Please give him a break. He's been busy tending to Empire business --
waging GWOT warfare on IraqAfghanistanLibyaYemenPakistanSomalia et al. ...
Call it the greatest "long war" in American history: an unending and unbelievably expensive intervention justified as necessary to keep us safe.
We can assume that contingency plans for new wars with Syria, Iran and the Republic of Wikileaks are being drafted as we speak.
The challenge this week is to bring together all of the Administration's sophisticated strategic planning, disciplined focus and "get it done" fervor finally to straighten out this out of control economic mess.
There are jobs to produce and one big job to save.
One hardly expects any sort of mea culpa or acknowledgment that the masters of the economic universe Obama appointed, like Geithner, Summers, Rohmer and Golsbee may not have served us well, i.e., may have blown it big time.
That's history; Obama now has as a new Ivy League adviser, Alan Kreueger, who was, in fact, an old adviser and Geithner crony.
But, let's not be negative.
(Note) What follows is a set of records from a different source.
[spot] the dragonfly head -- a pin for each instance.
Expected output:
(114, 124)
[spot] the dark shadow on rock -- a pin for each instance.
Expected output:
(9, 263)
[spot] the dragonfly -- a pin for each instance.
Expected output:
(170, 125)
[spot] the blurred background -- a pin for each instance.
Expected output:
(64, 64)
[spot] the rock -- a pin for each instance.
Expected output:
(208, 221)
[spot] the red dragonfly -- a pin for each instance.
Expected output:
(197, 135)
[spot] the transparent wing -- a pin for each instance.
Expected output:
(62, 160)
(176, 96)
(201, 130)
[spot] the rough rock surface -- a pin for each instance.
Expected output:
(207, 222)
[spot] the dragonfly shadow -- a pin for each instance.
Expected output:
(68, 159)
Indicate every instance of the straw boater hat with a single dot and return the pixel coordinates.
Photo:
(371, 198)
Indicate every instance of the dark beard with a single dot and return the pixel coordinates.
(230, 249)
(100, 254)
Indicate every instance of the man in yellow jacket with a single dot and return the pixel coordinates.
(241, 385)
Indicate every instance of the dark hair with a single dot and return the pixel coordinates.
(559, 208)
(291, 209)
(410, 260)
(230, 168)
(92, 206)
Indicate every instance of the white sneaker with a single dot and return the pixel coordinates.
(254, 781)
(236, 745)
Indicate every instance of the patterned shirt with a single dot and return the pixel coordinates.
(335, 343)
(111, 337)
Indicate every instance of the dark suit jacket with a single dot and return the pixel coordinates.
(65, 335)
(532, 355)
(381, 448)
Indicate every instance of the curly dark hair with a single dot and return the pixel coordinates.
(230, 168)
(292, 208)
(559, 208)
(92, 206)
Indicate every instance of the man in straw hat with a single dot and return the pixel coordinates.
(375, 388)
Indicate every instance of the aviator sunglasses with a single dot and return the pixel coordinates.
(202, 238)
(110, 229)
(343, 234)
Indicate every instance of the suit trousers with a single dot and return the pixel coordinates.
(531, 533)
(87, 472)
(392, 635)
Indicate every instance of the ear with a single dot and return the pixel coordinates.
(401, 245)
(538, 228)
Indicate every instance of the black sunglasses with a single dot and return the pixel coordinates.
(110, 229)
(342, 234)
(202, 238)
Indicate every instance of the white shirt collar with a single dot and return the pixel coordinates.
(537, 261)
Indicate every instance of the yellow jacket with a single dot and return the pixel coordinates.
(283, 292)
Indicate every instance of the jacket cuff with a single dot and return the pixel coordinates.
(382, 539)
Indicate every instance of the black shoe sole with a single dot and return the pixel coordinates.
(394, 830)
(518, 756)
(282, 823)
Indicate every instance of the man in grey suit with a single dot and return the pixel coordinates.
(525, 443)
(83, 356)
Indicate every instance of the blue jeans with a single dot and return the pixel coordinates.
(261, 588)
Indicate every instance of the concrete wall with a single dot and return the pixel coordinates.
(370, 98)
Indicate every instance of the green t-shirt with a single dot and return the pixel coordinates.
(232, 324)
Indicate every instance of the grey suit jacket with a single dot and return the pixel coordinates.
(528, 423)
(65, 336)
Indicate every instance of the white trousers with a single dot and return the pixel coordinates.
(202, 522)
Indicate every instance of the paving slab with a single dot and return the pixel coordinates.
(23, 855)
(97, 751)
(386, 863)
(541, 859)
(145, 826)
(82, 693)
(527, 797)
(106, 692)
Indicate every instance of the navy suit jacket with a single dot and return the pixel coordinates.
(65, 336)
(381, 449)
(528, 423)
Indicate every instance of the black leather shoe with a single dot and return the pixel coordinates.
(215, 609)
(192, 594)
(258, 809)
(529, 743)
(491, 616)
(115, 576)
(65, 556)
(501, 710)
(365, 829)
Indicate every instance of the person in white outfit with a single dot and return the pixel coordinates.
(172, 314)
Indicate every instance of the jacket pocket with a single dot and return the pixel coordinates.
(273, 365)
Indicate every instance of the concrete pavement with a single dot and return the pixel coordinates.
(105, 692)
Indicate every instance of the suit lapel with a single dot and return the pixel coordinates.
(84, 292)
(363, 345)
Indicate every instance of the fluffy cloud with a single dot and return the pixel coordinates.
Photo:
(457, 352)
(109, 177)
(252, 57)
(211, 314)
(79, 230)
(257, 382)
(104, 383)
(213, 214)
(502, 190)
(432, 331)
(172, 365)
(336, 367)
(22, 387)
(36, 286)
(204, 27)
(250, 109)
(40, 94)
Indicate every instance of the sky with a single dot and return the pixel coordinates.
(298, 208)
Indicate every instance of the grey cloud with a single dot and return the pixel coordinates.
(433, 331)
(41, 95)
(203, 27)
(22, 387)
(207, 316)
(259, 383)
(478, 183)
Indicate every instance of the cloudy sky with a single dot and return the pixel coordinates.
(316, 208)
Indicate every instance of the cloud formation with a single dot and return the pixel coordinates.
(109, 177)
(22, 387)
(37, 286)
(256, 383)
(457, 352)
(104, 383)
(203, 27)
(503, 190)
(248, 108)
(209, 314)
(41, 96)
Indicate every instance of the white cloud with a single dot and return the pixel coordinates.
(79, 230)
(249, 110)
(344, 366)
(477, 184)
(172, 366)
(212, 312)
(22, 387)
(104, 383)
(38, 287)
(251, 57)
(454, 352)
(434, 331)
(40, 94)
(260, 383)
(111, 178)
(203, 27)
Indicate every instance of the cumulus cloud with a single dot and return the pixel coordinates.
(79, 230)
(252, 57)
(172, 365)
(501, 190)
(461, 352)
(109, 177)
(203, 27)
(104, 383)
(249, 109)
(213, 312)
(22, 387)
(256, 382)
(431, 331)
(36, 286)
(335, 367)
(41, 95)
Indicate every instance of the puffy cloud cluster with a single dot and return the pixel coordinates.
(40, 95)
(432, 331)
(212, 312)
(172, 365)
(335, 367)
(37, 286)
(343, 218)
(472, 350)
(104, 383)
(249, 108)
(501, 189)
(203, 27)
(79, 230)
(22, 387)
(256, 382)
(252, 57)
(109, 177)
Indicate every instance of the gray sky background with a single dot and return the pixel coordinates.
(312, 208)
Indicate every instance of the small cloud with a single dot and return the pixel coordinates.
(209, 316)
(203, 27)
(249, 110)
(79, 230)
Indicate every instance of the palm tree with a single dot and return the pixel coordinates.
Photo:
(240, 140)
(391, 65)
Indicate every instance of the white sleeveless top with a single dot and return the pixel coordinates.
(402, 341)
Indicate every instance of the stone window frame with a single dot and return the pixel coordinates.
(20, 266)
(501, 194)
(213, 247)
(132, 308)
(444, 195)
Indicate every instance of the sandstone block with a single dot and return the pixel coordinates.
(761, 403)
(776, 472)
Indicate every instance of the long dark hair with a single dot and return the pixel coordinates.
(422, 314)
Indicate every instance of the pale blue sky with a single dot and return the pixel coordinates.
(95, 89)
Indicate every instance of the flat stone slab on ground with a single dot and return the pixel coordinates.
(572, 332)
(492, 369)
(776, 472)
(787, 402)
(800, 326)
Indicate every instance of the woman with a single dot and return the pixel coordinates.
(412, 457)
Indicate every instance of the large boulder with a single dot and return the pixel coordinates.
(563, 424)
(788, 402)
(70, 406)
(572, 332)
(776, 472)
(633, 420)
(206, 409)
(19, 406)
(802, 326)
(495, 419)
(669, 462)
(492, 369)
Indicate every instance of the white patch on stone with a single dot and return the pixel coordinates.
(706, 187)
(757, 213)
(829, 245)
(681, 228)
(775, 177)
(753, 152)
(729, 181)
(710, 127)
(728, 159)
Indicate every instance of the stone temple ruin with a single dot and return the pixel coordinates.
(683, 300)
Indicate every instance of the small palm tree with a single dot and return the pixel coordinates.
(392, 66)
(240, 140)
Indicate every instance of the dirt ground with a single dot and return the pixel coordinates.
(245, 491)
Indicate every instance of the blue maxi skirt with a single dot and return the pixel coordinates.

Forget the past and banish any suggestion of a blame game.
Except, of course, for a clear but unspoken missive for the likes of policy critics Robert Reich and Paul Krugman. To them, the White House says, "Drop Dead!"
What do you they know?
Instead, let's look ahead at the next media event, a now 7PM barely "prime time" (Prime Time always starts at 8) speech to Congress in which, at last, "do something big economic recovery secrets" that have so far eluded us, will be revealed.
The timing couldn't be worse. Economist Max Wolff tells us, "For the second time in monthly jobs report history we have created no new jobs. ...We continue to see consistent and large job losses at the local government level ... It is particularly alarming to see cuts remain concentrated among those who work in public schools."
The brilliant Eric Jantzen of iTulip.com says, time's up: "attempts to restart the FIRE Economy -- the economy oriented around the finance, insurance, and real estate industries -- will fail at the expense of the Productive Economy -- the economy of goods and services produces that employs over 90% of consumers.
"If policy makers persist with this wrong-headed approach ... the result will be persistent high unemployment, a depreciating dollar, rising consumer price inflation, falling home prices, and rising budget deficits."